Callbacks

Callbacks allow you to hook into every part of the training loop without modifying model code.

Built-in Callbacks

ModelCheckpoint

Saves model checkpoints based on a monitored metric.

from lightning.pytorch.callbacks import ModelCheckpoint

checkpoint_callback = ModelCheckpoint(
    dirpath="checkpoints/",
    filename="{epoch:02d}-{val_acc:.4f}",
    monitor="val/acc",
    mode="max",          # "min" or "max"
    save_top_k=3,        # keep best 3
    save_last=True,      # always save last epoch
    every_n_epochs=1,
    verbose=True,
)

trainer = Trainer(callbacks=[checkpoint_callback])
trainer.fit(model, ...)

print(checkpoint_callback.best_model_path)
print(checkpoint_callback.best_model_score)

EarlyStopping

Stops training when a metric stops improving.

from lightning.pytorch.callbacks import EarlyStopping

early_stop = EarlyStopping(
    monitor="val/loss",
    patience=10,          # epochs to wait
    min_delta=1e-4,       # minimum improvement
    mode="min",
    strict=True,          # fail if metric not found
    check_finite=True,    # stop if NaN/Inf
    stopping_threshold=0.001,  # stop immediately if metric below this
)

LearningRateMonitor

Logs learning rate(s) automatically:

from lightning.pytorch.callbacks import LearningRateMonitor

lr_monitor = LearningRateMonitor(logging_interval="step")

RichProgressBar

A beautiful progress bar using the rich library:

from lightning.pytorch.callbacks import RichProgressBar

trainer = Trainer(callbacks=[RichProgressBar(leave=True)])

Custom Callbacks

Subclass Callback and override any hook:

from lightning.pytorch.callbacks import Callback

class GradientNormLogger(Callback):
    def on_before_optimizer_step(self, trainer, pl_module, optimizer):
        total_norm = 0.0
        for p in pl_module.parameters():
            if p.grad is not None:
                total_norm += p.grad.data.norm(2).item() ** 2
        total_norm = total_norm ** 0.5
        pl_module.log("grad/total_norm", total_norm)

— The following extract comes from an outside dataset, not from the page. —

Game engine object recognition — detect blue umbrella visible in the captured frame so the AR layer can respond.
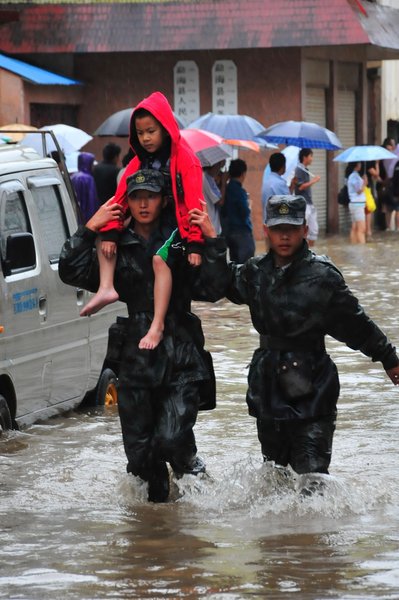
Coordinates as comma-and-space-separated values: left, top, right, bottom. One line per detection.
256, 121, 342, 150
334, 146, 399, 162
188, 113, 265, 141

class LRWarmupCallback(Callback):
    def __init__(self, warmup_steps: int = 1000):
        self.warmup_steps = warmup_steps

    def on_train_batch_start(self, trainer, pl_module, batch, batch_idx):
        step = trainer.global_step
        if step < self.warmup_steps:
            lr_scale = min(1.0, step / self.warmup_steps)
            for pg in trainer.optimizers[0].param_groups:
                pg["lr"] = pg["initial_lr"] * lr_scale

All Available Hooks

class Callback:
    # Fit
    def on_fit_start(self, trainer, pl_module): ...
    def on_fit_end(self, trainer, pl_module): ...

    # Train epoch
    def on_train_epoch_start(self, trainer, pl_module): ...
    def on_train_epoch_end(self, trainer, pl_module): ...

    # Train batch
    def on_train_batch_start(self, trainer, pl_module, batch, batch_idx): ...
    def on_train_batch_end(self, trainer, pl_module, outputs, batch, batch_idx): ...

    # Validation epoch
    def on_validation_epoch_start(self, trainer, pl_module): ...
    def on_validation_epoch_end(self, trainer, pl_module): ...

    # Optimizer
    def on_before_optimizer_step(self, trainer, pl_module, optimizer): ...
    def on_before_zero_grad(self, trainer, pl_module, optimizer): ...

    # Checkpointing
    def on_save_checkpoint(self, trainer, pl_module, checkpoint): ...
    def on_load_checkpoint(self, trainer, pl_module, checkpoint): ...

    # Exception
    def on_exception(self, trainer, pl_module, exception): ...